Embryonic lateral inhibition as optical modes: an analytical framework for mesoscopic pattern formation

TL;DR

This paper presents an analytical model for embryonic pattern formation via lateral inhibition, showing how negative coupling coefficients lead to checkerboard patterns and drawing analogies with optical phonon modes.

Contribution

It introduces a tractable analytical framework linking lateral inhibition to optical mode analogies, elucidating pattern formation regimes in embryonic cell arrangements.

Findings

Negative coupling coefficient induces checkerboard patterns.

Periodic and anti-correlated patterns occur in specific regimes.

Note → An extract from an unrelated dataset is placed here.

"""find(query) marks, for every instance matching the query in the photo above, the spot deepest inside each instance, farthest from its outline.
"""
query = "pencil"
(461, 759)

Multiple stable states exist in hexagonal lattice arrangements.

Abstract

Cellular checkerboard patterns are observed at many developmental stages of embryos. We study an analytically tractable model for lateral inhibition and show that a coupling coefficient with a negative value is sufficient to obtain noisy or periodic checkerboard patterns. We solve the case of a linear chain of cells explicitly and show that noisy anti-correlated patterns are available in a post-critical regime $(\epsilon_c < \epsilon < 0)$. In the sub-critical regime $(-\infty < \epsilon \leq \epsilon_c)$ a periodic and alternating steady state is available, where pattern selection is determined by making an analogy with the optical modes of phonons. For cells arranged in a hexagonal lattice, the sub-critical pattern can be driven into three different states: two of those states are periodic checkerboards and a third in which both periodic states coexist.